How valuable is your scholarship? How much do your ideas contribute to knowledge about the world, about one small part of it, about the small part of it concerned with Milton’s poetics? Are you an expert?
Try this (say it with me): “My work has value; my ideas are interesting and my research is thorough. I know my field very well. My ideas add something new to the conversation. I am an expert on [X].”
Was that really hard? Awkward? Maybe, in fact, actually painful?
I work in contemporary digital media studies–stuff like blogs, and Twitter, and Facebook, and YouTube, and media design. Issues I research are in the news all. the. time. And in the news, there’s always some professor opining on privacy in the digital age, on social media in municipal political campaigns, on ‘kids these days’ and their dumbass online behaviours. Usually, that professor is someone who is not me, and you can ask my husband what I do when I see this: there’s usually a smacking of the newspaper page, a shout of “I read that guy!”, and then briefly “why why why don’t they call me?” which is immediately followed by (can you see this coming?) …
I’m not worthy. My scholarship is lame and no one reads it. I’m not important enough. I’m dumb. I should just quit right now and crawl in a hole and eat some worms and then self-flagellate.
I was listening this summer to Brooke Gladstone interview new media scholar and pundit Clay Shirky on On The Media on the question of the lack of women doing precisely these kinds of interviews in popular media [transcript here!]. He said this: “Women put each other forward, men put women forward, men put themselves forward. Women never put themselves forward” for media notice.
Then he said this: “I think the concern for how other people think about you is one of the sources of essentially work paralysis among women [….] One of the big skills is to be able to do what you want to do without caring what other people think.”

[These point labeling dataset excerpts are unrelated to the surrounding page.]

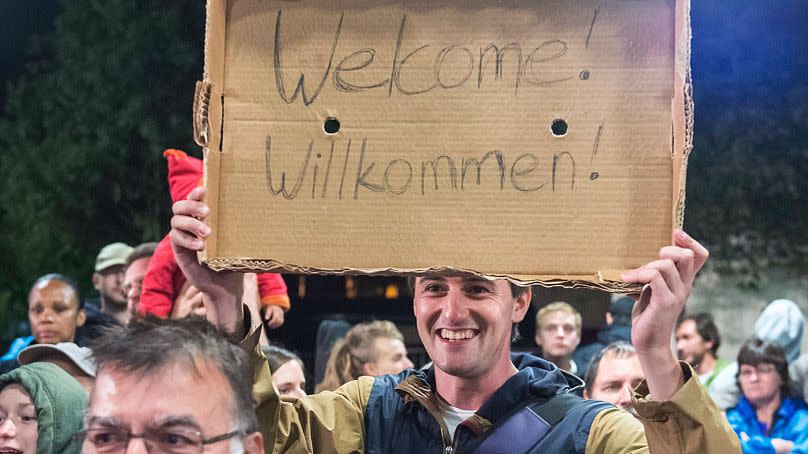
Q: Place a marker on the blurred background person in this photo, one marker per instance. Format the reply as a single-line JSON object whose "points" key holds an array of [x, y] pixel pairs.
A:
{"points": [[55, 311], [110, 267], [136, 265], [41, 408], [558, 333], [369, 348], [288, 373], [767, 418], [697, 342], [618, 328], [780, 323], [613, 374]]}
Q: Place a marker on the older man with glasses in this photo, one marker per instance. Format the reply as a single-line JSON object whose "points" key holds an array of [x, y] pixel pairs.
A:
{"points": [[170, 386]]}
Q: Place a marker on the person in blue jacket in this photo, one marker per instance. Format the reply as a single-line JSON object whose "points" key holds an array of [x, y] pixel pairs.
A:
{"points": [[767, 418]]}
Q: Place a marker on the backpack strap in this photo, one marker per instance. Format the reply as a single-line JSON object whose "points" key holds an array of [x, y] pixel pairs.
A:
{"points": [[526, 426]]}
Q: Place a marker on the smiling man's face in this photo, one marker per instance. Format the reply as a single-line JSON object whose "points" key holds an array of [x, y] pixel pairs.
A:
{"points": [[465, 323]]}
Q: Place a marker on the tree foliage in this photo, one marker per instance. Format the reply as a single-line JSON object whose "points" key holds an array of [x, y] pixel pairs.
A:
{"points": [[748, 176], [82, 136]]}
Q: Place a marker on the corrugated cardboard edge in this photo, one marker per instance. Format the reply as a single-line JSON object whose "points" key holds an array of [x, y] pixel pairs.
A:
{"points": [[682, 110], [606, 280], [209, 114]]}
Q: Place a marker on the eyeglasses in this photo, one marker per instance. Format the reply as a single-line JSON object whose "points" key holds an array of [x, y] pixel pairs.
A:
{"points": [[746, 370], [172, 441]]}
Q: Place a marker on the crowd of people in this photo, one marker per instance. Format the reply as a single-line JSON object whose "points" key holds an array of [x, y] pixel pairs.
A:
{"points": [[173, 357]]}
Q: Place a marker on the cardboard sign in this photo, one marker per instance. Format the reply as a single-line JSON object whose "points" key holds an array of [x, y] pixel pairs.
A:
{"points": [[543, 141]]}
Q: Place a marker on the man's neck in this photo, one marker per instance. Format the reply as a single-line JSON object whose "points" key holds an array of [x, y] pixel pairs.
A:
{"points": [[564, 363], [472, 393], [706, 365], [764, 411]]}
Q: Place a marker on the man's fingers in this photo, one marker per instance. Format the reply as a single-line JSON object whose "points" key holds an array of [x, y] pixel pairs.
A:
{"points": [[700, 253], [657, 275], [191, 226], [192, 208], [181, 240], [659, 272], [197, 194], [684, 260]]}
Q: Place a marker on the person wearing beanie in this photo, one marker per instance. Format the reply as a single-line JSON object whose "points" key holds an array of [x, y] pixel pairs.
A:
{"points": [[780, 323], [41, 408], [164, 283], [617, 329]]}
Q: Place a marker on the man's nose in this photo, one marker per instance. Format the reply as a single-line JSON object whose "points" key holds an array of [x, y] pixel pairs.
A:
{"points": [[7, 429], [137, 446], [454, 308], [624, 400]]}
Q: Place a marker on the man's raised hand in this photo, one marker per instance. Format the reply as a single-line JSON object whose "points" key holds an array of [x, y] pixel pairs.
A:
{"points": [[668, 283], [222, 290]]}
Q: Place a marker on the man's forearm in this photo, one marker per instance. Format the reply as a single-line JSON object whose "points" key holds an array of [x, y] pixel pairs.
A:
{"points": [[662, 373], [225, 311]]}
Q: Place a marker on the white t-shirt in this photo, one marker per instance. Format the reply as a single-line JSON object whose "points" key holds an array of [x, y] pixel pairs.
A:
{"points": [[453, 416]]}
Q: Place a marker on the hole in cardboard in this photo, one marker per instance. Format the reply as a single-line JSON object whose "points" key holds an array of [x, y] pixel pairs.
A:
{"points": [[559, 127], [331, 125]]}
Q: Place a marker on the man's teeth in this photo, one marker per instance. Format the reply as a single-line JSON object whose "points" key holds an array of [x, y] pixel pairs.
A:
{"points": [[456, 335]]}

I’ve been thinking really hard about this for a couple of months now. Earlier this week, screwing up my courage, I wrote an email to a national radio show and told them that they should put me on their [virtual] Rolodex. I told them that my work was innovative and valuable and that I’m fun to talk to and that I have skills at making scholarship interesting to a general audience.
Then I blamed Clay Shirky for my forwardness, in a kind of cop-out. Because it made my skin crawl to be so forward.
You know what? They emailed me back within two hours, told me they’re always looking for better gender representation (remember, I work on digital media). They said they’ll call. They thanked me for reaching out. They thanked me. I almost passed out.
That was really hard to do. And it’s hard to even tell you about it, because I feel like a self-aggrandizing jerk. I feel I will be judged, as Brooke Gladstone suggested to Shirky, like women tend to be: “[You] have to acknowledge the fact that when women put themselves out there, they’re called ‘biatches.’ The word ‘shrill’ is applied to them. They are not called ‘leaders.’ They are not called ‘strong.'”
Do you hide your light under a bushel, dear reader? Maybe you work on cycle plays, and there’s not a lot of media calls for that. But when the university is looking for someone to participate in a lecture series in honour of a big anniversary, do you put yourself forward? When you get something published, do you make sure your colleagues know? Maybe there’s a brag-board in your department: are you on it? Or more simply, when someone asks you about your work, do you tell them your big idea, or do you tell them everything you think is wrong or inadequate about it?
Increasingly, I think, this is a world in which good things come to people who go out and get them. Toiling in obscurity hoping to one day have your obscure labours rewarded or even simply recognized is … well, it’s not likely. Talking yourself down in the hope that someone might correct you is a self-defeating strategy.
Maybe you don’t want to be on TV, or interviewed on the radio. I understand my dreams of a total takeover of CBC, one talking-head interview at a time, are perhaps not universally shared. But I’m sure you do want your work to be read, to have an impact. Otherwise, why do it at all? Is there something you can do to make that impact more likely, to shine your light for all to see?
If we can’t talk ourselves aggressively up, do you think we might manage to stop talking ourselves down?